Thank you, Mr. Kowalski, and the Catholic War Veterans for this glorious day. Mr. Vice President, to my colleagues, and the cabinet, to the Veterans of the United States, to Chairman Takano of the House Veteran’s Affairs Committee, on behalf of the President of the United States, welcome to Arlington.

Today, we gather to honor Veterans. Just across that river, in the 1860s, Abraham Lincoln would ride alongside ambulances full of wounded soldiers as they were taken to hospitals just north of the White House, and he would constantly ask them, “How are things going? What are you seeing?” In those days, the weary president was constantly looking for ways to honor and to respect those who carried the nation’s future on their bayonets. He knew that if we were going to have a nation at all, it would be these men who would deliver our future. He thanked, in 1864, the 189th New York volunteers when he said, “To you who render the hardest work in support of this nation should be given the greatest credit.” It was Lincoln who set the tone for what we see today as our Department of Veteran’s Affairs.

Generations after President Lincoln, Sergeant Alvin York showed America what it means to revere our country and to revere those who defend our country. York was America’s greatest hero.

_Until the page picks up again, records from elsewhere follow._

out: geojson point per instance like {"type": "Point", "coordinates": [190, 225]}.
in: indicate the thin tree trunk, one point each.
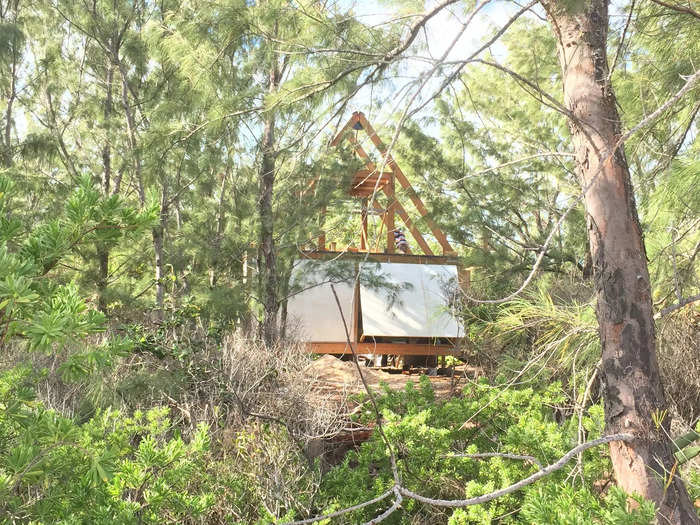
{"type": "Point", "coordinates": [102, 250]}
{"type": "Point", "coordinates": [634, 397]}
{"type": "Point", "coordinates": [220, 222]}
{"type": "Point", "coordinates": [158, 233]}
{"type": "Point", "coordinates": [267, 242]}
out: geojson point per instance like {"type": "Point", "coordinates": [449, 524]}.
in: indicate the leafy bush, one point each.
{"type": "Point", "coordinates": [427, 435]}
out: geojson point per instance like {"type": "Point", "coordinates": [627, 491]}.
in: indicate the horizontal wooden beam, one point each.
{"type": "Point", "coordinates": [382, 257]}
{"type": "Point", "coordinates": [437, 232]}
{"type": "Point", "coordinates": [383, 348]}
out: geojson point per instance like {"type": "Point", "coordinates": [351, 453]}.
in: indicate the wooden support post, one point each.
{"type": "Point", "coordinates": [389, 217]}
{"type": "Point", "coordinates": [464, 278]}
{"type": "Point", "coordinates": [363, 233]}
{"type": "Point", "coordinates": [355, 328]}
{"type": "Point", "coordinates": [411, 227]}
{"type": "Point", "coordinates": [439, 235]}
{"type": "Point", "coordinates": [322, 236]}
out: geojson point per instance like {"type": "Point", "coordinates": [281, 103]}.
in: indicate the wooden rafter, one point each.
{"type": "Point", "coordinates": [437, 232]}
{"type": "Point", "coordinates": [368, 181]}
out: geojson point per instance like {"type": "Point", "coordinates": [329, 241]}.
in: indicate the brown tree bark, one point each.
{"type": "Point", "coordinates": [268, 265]}
{"type": "Point", "coordinates": [634, 397]}
{"type": "Point", "coordinates": [267, 241]}
{"type": "Point", "coordinates": [102, 250]}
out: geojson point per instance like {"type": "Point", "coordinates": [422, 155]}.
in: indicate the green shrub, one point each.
{"type": "Point", "coordinates": [426, 436]}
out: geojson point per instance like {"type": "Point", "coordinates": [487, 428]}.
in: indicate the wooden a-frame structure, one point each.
{"type": "Point", "coordinates": [366, 183]}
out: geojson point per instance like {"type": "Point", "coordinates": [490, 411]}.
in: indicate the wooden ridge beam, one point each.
{"type": "Point", "coordinates": [439, 235]}
{"type": "Point", "coordinates": [411, 227]}
{"type": "Point", "coordinates": [372, 257]}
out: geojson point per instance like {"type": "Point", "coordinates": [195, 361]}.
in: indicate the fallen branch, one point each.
{"type": "Point", "coordinates": [478, 500]}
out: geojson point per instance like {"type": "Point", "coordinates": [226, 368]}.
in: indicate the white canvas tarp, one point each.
{"type": "Point", "coordinates": [415, 306]}
{"type": "Point", "coordinates": [312, 314]}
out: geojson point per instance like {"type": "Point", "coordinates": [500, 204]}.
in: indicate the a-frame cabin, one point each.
{"type": "Point", "coordinates": [418, 321]}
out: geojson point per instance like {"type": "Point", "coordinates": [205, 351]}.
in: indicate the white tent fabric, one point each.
{"type": "Point", "coordinates": [417, 310]}
{"type": "Point", "coordinates": [312, 314]}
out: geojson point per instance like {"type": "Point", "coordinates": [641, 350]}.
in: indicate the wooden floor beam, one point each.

But having returned from World War I, he was besieged by advertisers and Hollywood types begging for his endorsement so he could profit from his heroics. He declined all those offers as only a mountain man from East Tennessee could. He said, “This uniform ain’t for sale.”

Years later, as the guns of Europe began to get closer and closer to the shore of our country, York reminded Americans again why Veterans fought. He said, “Liberty and freedom and democracy are so very precious that you do not fight to win them once and then stop. Liberty and freedom and democracy are prizes awarded only to those people who fight to win them and then keep fighting, eternally, to hold them.”

Sometimes, despite what our Veterans delivered, support for Veterans in this country has been fragile since Alvin York returned from France. In the 1930s, Veterans marched on this city and were greeted with tanks. Franklin Roosevelt knew what was going on. And as Veterans saw his wife pass amongst them to say that all things would come right in the end, one private from Alvin York’s division said, “They sent the Army a few weeks ago, and Roosevelt sent Eleanor.”

A soldier of the first war, Harry Truman knew what had gone wrong. And to make sure that those things didn’t happen again, he ordered his fellow Missourian Omar Bradley to take hold of the Department of Veterans Affairs, known then as the Veterans Administration. General Bradley built 150 hospitals. He administered educational benefits to 7.5 million returning Veterans. And he set America on the course for doing the right thing that it had forgotten in between the two great wars.

But things did not continue that way. When my father went to Vietnam, the tide had turned again. We forgot why we sent Americans overseas, and the wisdom of taking care of those who put this nation’s freedom on their backs. There were no welcome home parades. And my father, a senior officer in America’s most decorated combat division, was not even allowed to wear his uniform off of Fort Bragg. There was such neglect that our friends at the Vietnam Veterans of America created the most lasting slogan: “Never again will one generation of Veterans abandon another.” That must be our charge today and always. We must vow never to let those dark days return and to always be a welcoming family for those who have, as Lincoln said, “borne the battle.”

I will close today with the thoughts of the greatest of airborne warriors, Matthew Bunker Ridgway. He led the All American Division to victory in North Africa and Sicily, and General Eisenhower tasked him with leading the airborne assault on Hitler’s fortress Europe. And he planned the operations of the Screaming Eagles, the All Americans, and the Red Devils of the British 1st Airborne Division. General Ridgway could not sleep. He was so restless that he fell out of his cot. He reached for the Old Testament and into the Book of Joshua, and he pulled down the description of the Battle of Jericho and God’s promise to that great general, “I shall not fail thee, nor forsake thee.”

In 1986, General Ridgway was awarded the Presidential Medal of Freedom by Ronald Reagan. And Ronald Reagan said, “Heroes come when they are needed. Great men step forward when courage seems in short supply.” This day is about heroes, but it is also about all of those 41 million American men and women who have stepped forward when courage seems in short supply from the moment the first shots were fired on Lexington Green. It is our duty never to fail, nor forsake thee.

And it is now my high honor and distinct pleasure to introduce to you the father of a Marine Corp aviator, a man who has spent his career making sure that those who have answered the call to the colors are treated with the respect and reverence that they deserve.

It is my great honor to introduce the Vice President of the United States, the Honorable Mike Pence.